The second doctor who was acquitted was Nys’ family doctor, Frank De Geest, who wrote a note saying his patient suffered from a severe psychiatric disorder (Asperger’s syndrome) which was “unbearable” for her. As the affair developed, it became clear that he had not known that his note was used in order to allow the effective performing of the euthanasia, and both the woman's family and the public prosecutor argued in favor of his acquittal.

It appeared that he thought he was writing to the euthanasia commission for a prior assessment of the case and he made it clear that while he supported his patient’s request did not agree with it. He would have tried to prevent her from obtaining euthanasia, it appeared, and did not know he would not get a chance to speak to her before anything irreversible took place.

The use of his note, dated 27 April 2010, at the request of the executing physician, appears to have been a fraudulent one, all the more shocking because Tine was euthanized that evening, and that it has not been proved that he was aware that that was going to happen.
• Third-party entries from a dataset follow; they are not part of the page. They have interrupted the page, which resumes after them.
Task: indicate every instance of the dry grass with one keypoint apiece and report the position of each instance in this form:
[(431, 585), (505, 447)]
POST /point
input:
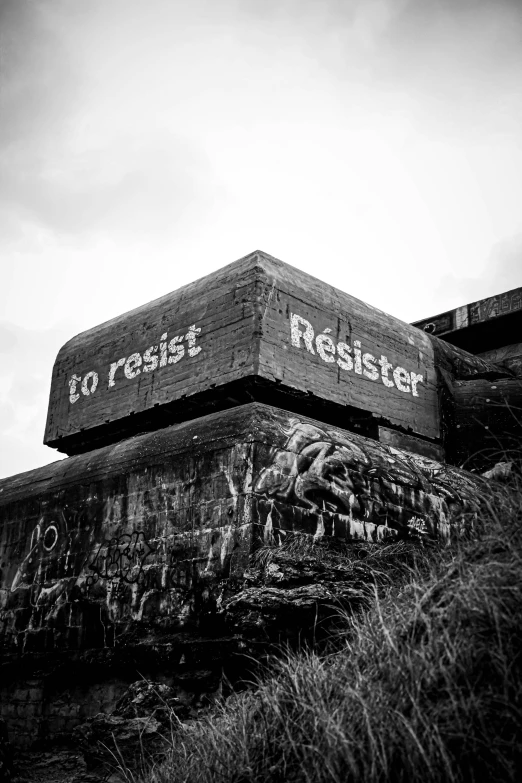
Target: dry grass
[(426, 685)]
The logic of these two acquittals would be to incriminate the executing doctor. Thienpont was deemed not guilty because she could not be considered as an accomplice to the poisoning that effectively took place through the administration of a lethal substance. And De Geest was acquitted because of the faulty use of a short note that was used as a justification for the euthanasia itself.

The main accused, Dr. Joris Van Hove, was nevertheless judged not guilty. According to the Belgian press, the jury stayed away for eight hours, no less, because of uncertainty regarding the executing doctor’s responsibility. Even so, their verdict was cautious. Having recalled that the euthanasia law requires doctors to check prior to the act that all the conditions of the law are fulfilled, the Court of Assizes’ arrest decided that there was “reasonable doubt” regarding Van Hove’s compliance with these requirements.
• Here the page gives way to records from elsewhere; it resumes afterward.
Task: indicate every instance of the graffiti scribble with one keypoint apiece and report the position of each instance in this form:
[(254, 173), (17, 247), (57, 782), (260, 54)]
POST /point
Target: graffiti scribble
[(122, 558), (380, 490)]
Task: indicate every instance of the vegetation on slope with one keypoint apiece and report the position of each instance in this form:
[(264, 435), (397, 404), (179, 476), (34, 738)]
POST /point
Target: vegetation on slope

“The investigation carried out does not make it possible to establish with the certainty required by law whether Joris Van Hove has committed any infringements regarding these conditions or procedures prescribed by law,” according to the Court. It then recalls that in penal law, any doubt must benefit the accused.

This verdict is in fact very good news for the euthanasia lobby in Belgium, as it   ensures that doctors may feel confident that even faulty euthanasia will not be sanctioned as long as they handle more or less according to legal conditions and can convince a jury that they did not openly go against the law.

Which is probably why the verdict was widely applauded by the mainstream press and deemed “courageous” by the accused’s lawyer, Walter Van Steenbrugge.

But for Tine’s family, many questions remain unanswered. They now have the possibility to ask for the cassation of the arrest in Belgium's highest judiciary court.

As for Van Hove, it was revealed during the course of the trial that he has an impressive judicial record. He received a suspended sentence of two years’ imprisonment and five years’ suspension of his civic rights in 2017 for sexual assault with violence and threats on two young male patients. In another incident, he was stunned and robbed by two male Bulgarian escorts after a sex party, leading to the judge in the case asking whether he could appropriately exert his profession as a doctor.

Van Hove has vehemently denied the incidents.

He says the Belgian Royal Order of doctors has never contacted him about them, nor about the sloppy euthanasia that led a whole family to face the courts rather than remain silent.